Please note that this post were originally posted by me on medium.com, i've since decided to move over to dev.to instead!
This post assumes that you’ve some experience with both operating/running Kubernetes and some Go programming language concepts.
For the last year and a half we’ve been working a lot with OpenStack and Kubernetes at Etraveli Group. We’re our own cloud provider and the end users is the developers and the sourrounding teams in the development organization.
One of the key components of running Kubernetes on-top of OpenStack is the Cloud Controller Manager. It’s one of the pieces that glues the two platforms together. For those of you who work with managed Kubernetes services, in public clouds (or private for that matter) somewhere, will have this sorted for you already. The Kubernetes control plane will be more or less out of reach for you.
So why write something about the Cloud Controller Manager then? The main driver have been the simplest of questions asked by one of my colleagues:
"What does the (OpenStack) Cloud Controller Manager do anyways?"
I tried to answer the question but i basically had no idea of what i was talking about, i knew that it was responsible for creating a load balancer in the underlying cloud when a Service object of typeLoadBalancer is created.
I immediately decided to dig into this a bit and i ended up digging pretty deep, trying to understand every bit of the puzzle and in this post i’ll summarize my findings.
Throughout this post i’ll reference:
Cloud Controller Manager as "CCM"
The Kubernetes main source code repository as "k/k"
Kubernetes as "k8s"
As i started to write this post i created a small project and repository where i’ve built my own Cloud Controller Manager by-the-book and compares two tiny Kubernetes (v1.18.2) clusters to each other, one running the CCM and one that doesn’t. It’s a proof-of-concept and aims to show you what exactly you’ll need to run your own CCM. Everything from the code that makes up the CCM to the k8s manifests you’ll need to deploy it.
Before we begin it’s good to know that this post links to various parts of the k8s source code repositories, i have used the v1.18.0 tag.
All illustrations are my own.
Enjoy!
Please leave a comment or two (!), any feedback is highly appreciated!
The Cloud Controller Manager
The Cloud Controller Manager can be described as three different things looking at it from a high level view:
A binary
A number of control loops
Part of the glue between k8s and your cloud
Code wise the CCM is part of the k/k repo, take a look here. As mentioned in the official k8s documentation the code for the CCM in k/k can be used as a skeleton for your own implementation. The difference will be the code (packages) you provide and import for interacting with your cloud.
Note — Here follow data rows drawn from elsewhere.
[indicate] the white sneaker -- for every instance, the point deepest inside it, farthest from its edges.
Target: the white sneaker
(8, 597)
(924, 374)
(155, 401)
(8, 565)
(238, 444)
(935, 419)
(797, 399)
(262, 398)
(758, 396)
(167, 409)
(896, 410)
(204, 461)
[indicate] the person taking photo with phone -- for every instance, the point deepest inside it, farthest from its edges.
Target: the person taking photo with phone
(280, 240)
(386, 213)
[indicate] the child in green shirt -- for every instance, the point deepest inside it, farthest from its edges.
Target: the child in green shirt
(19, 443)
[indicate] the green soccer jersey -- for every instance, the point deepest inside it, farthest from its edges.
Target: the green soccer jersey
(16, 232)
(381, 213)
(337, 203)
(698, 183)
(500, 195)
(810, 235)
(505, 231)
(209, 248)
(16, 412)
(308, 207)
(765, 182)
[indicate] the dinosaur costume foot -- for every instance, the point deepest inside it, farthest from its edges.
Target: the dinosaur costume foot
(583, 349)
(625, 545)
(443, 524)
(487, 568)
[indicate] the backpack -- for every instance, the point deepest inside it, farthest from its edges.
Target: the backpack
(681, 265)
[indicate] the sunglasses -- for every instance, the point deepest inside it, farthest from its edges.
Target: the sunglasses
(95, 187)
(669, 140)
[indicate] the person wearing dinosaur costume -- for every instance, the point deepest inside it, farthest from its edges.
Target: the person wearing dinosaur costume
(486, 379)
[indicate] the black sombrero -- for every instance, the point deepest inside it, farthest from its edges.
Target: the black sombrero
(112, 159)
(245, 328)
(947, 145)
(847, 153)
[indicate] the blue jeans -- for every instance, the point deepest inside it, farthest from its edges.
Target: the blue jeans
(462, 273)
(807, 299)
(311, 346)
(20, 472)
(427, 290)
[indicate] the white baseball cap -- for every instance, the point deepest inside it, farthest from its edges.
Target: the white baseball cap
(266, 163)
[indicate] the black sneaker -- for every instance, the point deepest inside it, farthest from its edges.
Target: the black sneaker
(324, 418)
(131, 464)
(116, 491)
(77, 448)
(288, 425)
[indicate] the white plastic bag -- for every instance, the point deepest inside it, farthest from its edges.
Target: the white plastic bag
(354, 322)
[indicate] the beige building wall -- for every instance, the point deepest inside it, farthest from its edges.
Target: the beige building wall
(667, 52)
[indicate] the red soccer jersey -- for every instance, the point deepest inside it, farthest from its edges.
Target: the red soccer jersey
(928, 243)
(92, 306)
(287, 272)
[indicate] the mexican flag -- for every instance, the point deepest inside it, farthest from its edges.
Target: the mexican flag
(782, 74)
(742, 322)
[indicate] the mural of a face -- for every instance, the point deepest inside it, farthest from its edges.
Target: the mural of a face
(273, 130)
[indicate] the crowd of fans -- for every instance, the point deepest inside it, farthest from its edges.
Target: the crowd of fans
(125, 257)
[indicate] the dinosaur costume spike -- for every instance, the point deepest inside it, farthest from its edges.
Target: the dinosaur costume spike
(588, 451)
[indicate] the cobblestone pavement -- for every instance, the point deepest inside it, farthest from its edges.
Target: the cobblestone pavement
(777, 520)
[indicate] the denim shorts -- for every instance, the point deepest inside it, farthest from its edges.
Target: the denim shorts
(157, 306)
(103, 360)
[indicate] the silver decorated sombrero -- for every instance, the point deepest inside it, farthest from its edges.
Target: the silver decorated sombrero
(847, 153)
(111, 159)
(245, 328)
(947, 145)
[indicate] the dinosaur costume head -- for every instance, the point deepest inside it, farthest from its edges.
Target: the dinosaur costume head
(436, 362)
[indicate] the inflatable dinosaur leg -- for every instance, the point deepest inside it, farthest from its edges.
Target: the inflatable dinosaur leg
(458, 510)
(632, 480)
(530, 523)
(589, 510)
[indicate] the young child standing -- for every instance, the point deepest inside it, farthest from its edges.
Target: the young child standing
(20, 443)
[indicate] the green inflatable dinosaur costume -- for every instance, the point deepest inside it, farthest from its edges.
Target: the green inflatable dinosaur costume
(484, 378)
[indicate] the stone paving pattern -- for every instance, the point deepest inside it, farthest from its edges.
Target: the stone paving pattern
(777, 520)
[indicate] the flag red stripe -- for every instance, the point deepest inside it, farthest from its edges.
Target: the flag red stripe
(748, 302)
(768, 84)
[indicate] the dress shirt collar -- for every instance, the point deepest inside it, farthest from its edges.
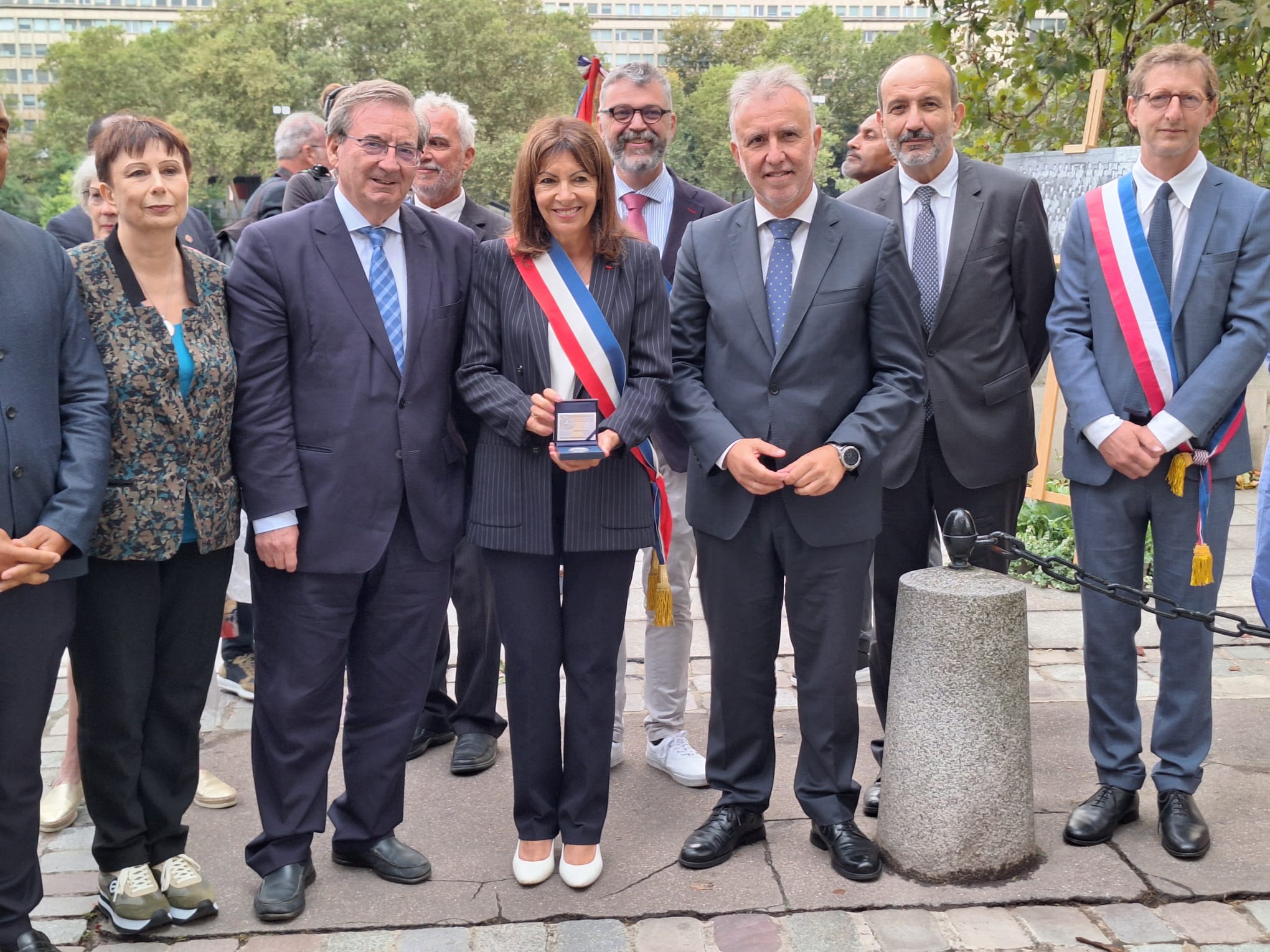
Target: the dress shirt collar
(659, 189)
(941, 183)
(355, 220)
(1185, 183)
(803, 212)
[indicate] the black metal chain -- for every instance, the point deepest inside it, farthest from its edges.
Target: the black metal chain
(1165, 607)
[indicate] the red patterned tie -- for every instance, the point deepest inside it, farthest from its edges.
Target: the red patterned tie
(636, 202)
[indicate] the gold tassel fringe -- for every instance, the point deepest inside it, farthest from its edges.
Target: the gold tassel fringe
(1178, 474)
(1202, 565)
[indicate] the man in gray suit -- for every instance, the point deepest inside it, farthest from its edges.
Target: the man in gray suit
(1207, 251)
(55, 437)
(796, 337)
(977, 239)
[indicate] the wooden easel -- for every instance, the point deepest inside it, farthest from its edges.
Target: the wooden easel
(1050, 404)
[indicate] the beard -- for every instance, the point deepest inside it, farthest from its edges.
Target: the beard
(638, 164)
(939, 145)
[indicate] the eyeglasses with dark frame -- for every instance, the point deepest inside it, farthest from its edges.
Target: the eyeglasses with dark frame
(1160, 100)
(652, 114)
(405, 155)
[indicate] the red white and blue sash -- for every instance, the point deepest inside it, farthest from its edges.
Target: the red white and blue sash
(1146, 320)
(595, 353)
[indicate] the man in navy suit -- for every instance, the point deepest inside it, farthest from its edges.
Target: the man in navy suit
(346, 319)
(1207, 251)
(638, 124)
(55, 438)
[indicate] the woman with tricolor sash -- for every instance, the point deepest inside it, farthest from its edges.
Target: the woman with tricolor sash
(569, 307)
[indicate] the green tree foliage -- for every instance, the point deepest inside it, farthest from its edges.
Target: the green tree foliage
(1028, 89)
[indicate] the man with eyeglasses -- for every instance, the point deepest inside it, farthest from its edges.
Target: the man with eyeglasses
(638, 124)
(1159, 323)
(346, 318)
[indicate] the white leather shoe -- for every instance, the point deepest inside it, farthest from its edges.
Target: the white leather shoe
(531, 872)
(582, 876)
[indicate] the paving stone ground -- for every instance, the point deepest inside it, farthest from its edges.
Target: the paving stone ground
(779, 897)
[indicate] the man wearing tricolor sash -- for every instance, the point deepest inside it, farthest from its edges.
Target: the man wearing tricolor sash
(1160, 320)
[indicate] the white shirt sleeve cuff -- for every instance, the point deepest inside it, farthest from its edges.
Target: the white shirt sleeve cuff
(275, 522)
(723, 457)
(1101, 428)
(1169, 431)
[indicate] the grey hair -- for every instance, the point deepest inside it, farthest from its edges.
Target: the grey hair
(764, 84)
(945, 64)
(295, 133)
(365, 93)
(639, 74)
(431, 101)
(84, 174)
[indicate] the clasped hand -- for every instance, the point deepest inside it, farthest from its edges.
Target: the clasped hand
(811, 475)
(542, 423)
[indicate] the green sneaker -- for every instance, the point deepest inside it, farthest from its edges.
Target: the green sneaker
(133, 900)
(189, 895)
The CCM will most often be deployed through a k8s manifest and the binary built into a (Docker) container pulled from a well known container registry.
Worth noting is that the CCM will be assigned port 10258 and you’ll need to expose it, if needed. Out-of-the-box the CCM will expose a /healthz endpoint to check the health of the service.
When looking through the k8s organization in GitHub you’ll find a number of different CCM implementations, they’re also called external CCM’s since they live outside of the k/k repository and consists of a set of well crafted Golang interfaces as well as the bare minimum for anyone to create their own CCM.
We’ll have a detailed look at all of this later on.
The core of the CCM consists of four (cloud) controllers running control loops, optionally you can run your own controller(s) alongside the others.
We’ll have an more in-depth look at each of the cloud controllers running in the CCM in the next coming sections.
The Node controller
The Node controller makes sure that your cloud nodes (e.g. VMs) are labelled, tainted and updated with other relevant information from your cloud provider. The controller will periodically do the following, in an unordered list:
Initialize new nodes added to the cloud provider with the following taint: node.cloudprovider.kubernetes.io/uninitialized set to true and taint effect to NoSchedule. When the the node is initialized, by the Node controller, this taint will be removed allowing workloads to be scheduled on the node. Pods that are critical for e.g. running the cluster will of course have the toleration needed to be scheduled on already tainted nodes.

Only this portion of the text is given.